Książka pt. Bezdomność i bezdomni w opinii społeczeństwa polskiego, autorstwa doktora Rolanda Dobrzenieckiego-Łukasiewicza, prezentuje bezdomność z punktu widzenia "zwykłego obywatela" stykającego się z tą problematyką jako obserwator zewnętrzny otrzymujący informacje z mediów, plotek i obrazów ulicy i na tej podstawie kształtujący swoje "widzenie problemu". Przedstawiona publikacja prócz szerokiego spektrum analiz statystycznych, w swym zakresie metodycznym, ujmuje część teoretyczną, w której zostały przedstawione aspekty budowania postaw przez wpływ mediów i informacji w nich zawartych. Autor, za pośrednictwem przeprowadzonych badań, ukazuje wiedzę i postawy społeczeństwa polskiego w zakresie bezdomności - przyczyniając się pod tym względem do wytwarzania grupowej niechęci, stereotypów i etykietyzacji. W tym kontekście przedstawione zostało obrazowanie bezdomności i osób bezdomnych przez ogólnie pojęte media. Warunkując tym samym język mowy, który odpowiedzialny jest za działania, kształtowane przez świadomość określoną przez mity, stereotypy czy wręcz archaiczne wnioskowanie z pominięciem wiedzy a w konsekwencji, w skrajnych przypadkach, prowadzący do zachowań patologicznych i kryminalnych.

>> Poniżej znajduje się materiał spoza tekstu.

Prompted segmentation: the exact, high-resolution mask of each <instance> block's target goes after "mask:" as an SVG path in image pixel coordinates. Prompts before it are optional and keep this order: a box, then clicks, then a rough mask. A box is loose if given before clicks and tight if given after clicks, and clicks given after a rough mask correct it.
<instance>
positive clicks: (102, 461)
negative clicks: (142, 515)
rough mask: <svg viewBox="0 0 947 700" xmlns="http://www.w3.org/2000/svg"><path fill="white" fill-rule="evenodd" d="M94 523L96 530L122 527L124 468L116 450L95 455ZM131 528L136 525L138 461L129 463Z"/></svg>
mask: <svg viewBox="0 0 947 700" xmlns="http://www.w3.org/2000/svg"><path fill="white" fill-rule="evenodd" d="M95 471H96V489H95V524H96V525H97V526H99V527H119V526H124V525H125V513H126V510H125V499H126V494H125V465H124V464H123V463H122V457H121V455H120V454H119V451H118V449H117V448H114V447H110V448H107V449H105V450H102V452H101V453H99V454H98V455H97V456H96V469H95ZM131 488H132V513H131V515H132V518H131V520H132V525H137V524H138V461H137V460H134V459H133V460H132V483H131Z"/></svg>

Problem bezdomności i osób w kryzysie bezdomności ujęty został przez doktora Rolanda Dobrzenieckiego-Łukasiewicza w książce Bezdomność i bezdomni w opinii społeczeństwa polskiego zarówno w kontekście działań instytucjonalnych jak i postaw indywidualnych. Ujęcie to w sposób trafny pokazuje kształtowanie się działań pomocowych w kontekście aprobaty społecznej i społecznej wrażliwości. W tym znaczeniu wrażliwość społeczna stanowi ważną zmienną, wprost odnosząca się do postaw społecznych. Autor ujmuje powyższe podając przykład realizacji projektu socjalnego pt. "Najpierw mieszkanie". Stanowiący z jednej strony bardzo potrzebny projekt kierowany do osób bezdomnych w postaci oferowanych mieszkań mających być podstawowym narzędziem wyjścia z bezdomności. Z drugiej strony zderzamy się jako społeczeństwo z problemem braku mieszkań dla osób "niebezdomnych" czyli funkcjonujących w realiach swoich ról społecznych, ale których nie stać na własne mieszkanie.

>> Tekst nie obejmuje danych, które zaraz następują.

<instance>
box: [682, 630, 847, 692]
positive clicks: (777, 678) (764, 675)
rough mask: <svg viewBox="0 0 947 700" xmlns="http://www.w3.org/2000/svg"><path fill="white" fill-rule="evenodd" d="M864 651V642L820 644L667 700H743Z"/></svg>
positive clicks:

Autor opracowania wprost wskazuje na możliwość powstania niechęci jednej grupy do drugiej. Realizacja tegoż projektu może stworzyć antagonizmy społeczne i zwiększenie skali niechęci osób "domnych" wobec bezdomnych, które i tak w obecnej chwili - co potwierdza także przeprowadzone badanie doktora Dobrzenieckiego-Łukasiewicza nie ma charakteru pozytywnego, a wręcz oparte jest na stereotypach, uprzedzeniach i antagonizmach wywołanych często przez występujące kryzysy.